The version of the game Rosenthal created in university, which took around a year to build, already had the majority of the game design in place, but what Rosenthal hadn’t figured out was how to tie the in-game interactions to the story he wanted to tell. A short time later, he was going through a period of personal change, leaving the familiar comforts of school and moving to a new city for a new job, and he started thinking about the game again. "The whole time, I kept thinking about my favorite aspect of a house of cards – the pile it leaves after it falls," he says. "The cards remain intact amidst the disorder, waiting for an architect to make them stand again."
Where Cards Fall doesn’t use cut scenes to tell its story, but instead builds its narrative through the way the various ways the player interacts with the game. "The houses of cards become homes for characters, platforms to traverse, places to visit, and so much more," Rosenthal explains. "After building them, you can knock them down and build them again in a different way. In several scenes, you meet characters that have their own ambitions, and we challenge you to balance their needs with your own. Our scenes take different forms, but we never drift away from our core interactions. Whether you're building dreams in a lake or solving puzzles with skyscrapers, you can always expect to use the houses of cards in new and surprising ways."
Though it’s The Game Band’s first project, Rosenthal has a lot of experience that prepared him for Where Cards Fall. Creating puzzles for Where’s My Water? taught him about easing players into an experience, for instance, and how to introduce new concepts to players in a natural way. Skylanders showed him the importance of even the tiniest details when it comes to creating memorable characters. More recently, he worked at indie studio Giant Sparrow on the upcoming surreal adventure game What Remains of Edith Finch, which tells several short stories about a cursed family. "Giant Sparrow cares deeply about merging storytelling and gameplay, and found creative ways to tie a small number of inputs to a plethora of interactions," Rosenthal says.
"We're aiming for the game to feel like a bittersweet memory of adolescence."
While the game is very different than Alto’s Adventure, it does share a few commonalities, and benefits from many of the things Cash learned while working on Alto. For one, there’s the sense of style; both have a flat, beautiful, but somewhat minimalist look. "We're aiming for the game to feel like a bittersweet memory of adolescence," says Rosenthal. "Our visuals and soundscape are welcoming, yet slightly unnerving and melancholic."
There’s also the audience the game is trying to reach. Alto managed to become a breakout hit largely because of its approachability — its one-button gameplay was easy to understand, while the art and music pulled people in — and the team is hoping to do the same thing for Where Cards Fall. "Our interactions don't require much game literacy, and aren't based on timing or reflexes," Rosenthal says. "We let the game design do most of the teaching. You learn how the game works by playing and exploring, so there's no need to reference or remember an overwhelming amount of rules."
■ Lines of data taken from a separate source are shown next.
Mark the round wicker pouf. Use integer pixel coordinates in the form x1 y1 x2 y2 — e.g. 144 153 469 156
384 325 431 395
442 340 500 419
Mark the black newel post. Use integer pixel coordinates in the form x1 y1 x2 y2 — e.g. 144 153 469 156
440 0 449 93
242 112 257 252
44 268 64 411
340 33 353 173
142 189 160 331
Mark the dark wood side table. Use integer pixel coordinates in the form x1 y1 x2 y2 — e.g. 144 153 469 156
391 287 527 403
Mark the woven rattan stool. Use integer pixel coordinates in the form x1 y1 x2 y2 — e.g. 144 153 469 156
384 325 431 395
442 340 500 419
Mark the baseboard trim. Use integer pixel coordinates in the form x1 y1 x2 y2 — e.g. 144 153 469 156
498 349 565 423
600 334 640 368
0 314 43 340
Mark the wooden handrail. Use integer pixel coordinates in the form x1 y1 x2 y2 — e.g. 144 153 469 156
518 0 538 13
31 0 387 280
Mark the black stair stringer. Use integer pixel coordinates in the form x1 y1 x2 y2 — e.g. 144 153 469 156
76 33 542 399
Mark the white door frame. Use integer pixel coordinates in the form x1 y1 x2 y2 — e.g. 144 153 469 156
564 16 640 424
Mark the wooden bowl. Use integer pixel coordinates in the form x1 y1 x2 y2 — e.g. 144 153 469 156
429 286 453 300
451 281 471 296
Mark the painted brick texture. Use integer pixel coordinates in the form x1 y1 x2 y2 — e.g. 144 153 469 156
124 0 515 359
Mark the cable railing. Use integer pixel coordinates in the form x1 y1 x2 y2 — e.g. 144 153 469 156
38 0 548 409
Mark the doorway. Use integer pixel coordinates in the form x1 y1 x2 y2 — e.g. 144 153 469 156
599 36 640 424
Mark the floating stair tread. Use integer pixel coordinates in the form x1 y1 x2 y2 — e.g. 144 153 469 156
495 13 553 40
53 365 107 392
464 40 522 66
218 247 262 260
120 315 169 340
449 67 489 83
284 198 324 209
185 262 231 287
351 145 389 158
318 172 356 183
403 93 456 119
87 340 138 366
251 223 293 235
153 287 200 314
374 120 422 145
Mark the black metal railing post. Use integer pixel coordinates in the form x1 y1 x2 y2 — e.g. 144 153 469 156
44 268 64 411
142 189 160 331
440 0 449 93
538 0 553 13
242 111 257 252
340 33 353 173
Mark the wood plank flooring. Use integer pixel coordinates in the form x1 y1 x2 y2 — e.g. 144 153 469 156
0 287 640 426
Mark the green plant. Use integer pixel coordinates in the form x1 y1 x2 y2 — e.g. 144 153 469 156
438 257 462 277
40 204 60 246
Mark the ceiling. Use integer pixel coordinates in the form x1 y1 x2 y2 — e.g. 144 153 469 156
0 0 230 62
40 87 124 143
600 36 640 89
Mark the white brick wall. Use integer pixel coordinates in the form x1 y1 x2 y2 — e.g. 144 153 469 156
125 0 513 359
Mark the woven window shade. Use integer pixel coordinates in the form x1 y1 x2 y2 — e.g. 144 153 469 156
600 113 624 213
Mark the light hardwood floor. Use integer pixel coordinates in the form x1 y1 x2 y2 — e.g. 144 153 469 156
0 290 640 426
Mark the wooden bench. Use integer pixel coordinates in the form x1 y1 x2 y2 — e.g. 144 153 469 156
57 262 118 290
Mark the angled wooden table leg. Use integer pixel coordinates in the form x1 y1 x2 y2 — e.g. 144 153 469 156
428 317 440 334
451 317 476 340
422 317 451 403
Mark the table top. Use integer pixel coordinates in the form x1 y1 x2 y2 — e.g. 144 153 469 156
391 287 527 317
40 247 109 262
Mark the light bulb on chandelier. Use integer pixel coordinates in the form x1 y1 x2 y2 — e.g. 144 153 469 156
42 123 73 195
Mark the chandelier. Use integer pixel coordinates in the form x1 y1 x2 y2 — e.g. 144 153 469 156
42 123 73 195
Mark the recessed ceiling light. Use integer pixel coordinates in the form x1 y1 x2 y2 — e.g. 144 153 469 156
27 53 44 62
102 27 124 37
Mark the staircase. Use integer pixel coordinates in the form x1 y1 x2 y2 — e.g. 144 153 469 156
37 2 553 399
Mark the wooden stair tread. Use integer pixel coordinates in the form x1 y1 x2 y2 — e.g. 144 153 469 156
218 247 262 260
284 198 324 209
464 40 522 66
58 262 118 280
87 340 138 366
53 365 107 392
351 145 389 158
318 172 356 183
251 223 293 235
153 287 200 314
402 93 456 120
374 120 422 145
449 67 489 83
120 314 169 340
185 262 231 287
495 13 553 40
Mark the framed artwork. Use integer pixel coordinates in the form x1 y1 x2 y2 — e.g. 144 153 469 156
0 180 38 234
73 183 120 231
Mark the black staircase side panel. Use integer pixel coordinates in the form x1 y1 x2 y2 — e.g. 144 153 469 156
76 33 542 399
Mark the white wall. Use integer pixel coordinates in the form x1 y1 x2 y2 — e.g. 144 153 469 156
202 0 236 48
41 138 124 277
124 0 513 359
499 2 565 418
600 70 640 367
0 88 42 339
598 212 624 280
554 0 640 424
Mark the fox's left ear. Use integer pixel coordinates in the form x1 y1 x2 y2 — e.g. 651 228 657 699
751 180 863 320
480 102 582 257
As a narrative driven single-player game, Where Cards Fall might not have the same breakout potential as the addictive Alto’s Adventure, a game which recently adopted a free-to-play model on Android in an attempt to expand its reach. But for Cash, Where Cards Fall is a chance to help create an experience that he’s very passionate about. And by leveraging his experience on Alto, he’s hoping to bring it to as many people as possible.
"We have a powerful story to tell and we really want to get it out there," he says. "Not just to gamers, but to everyone."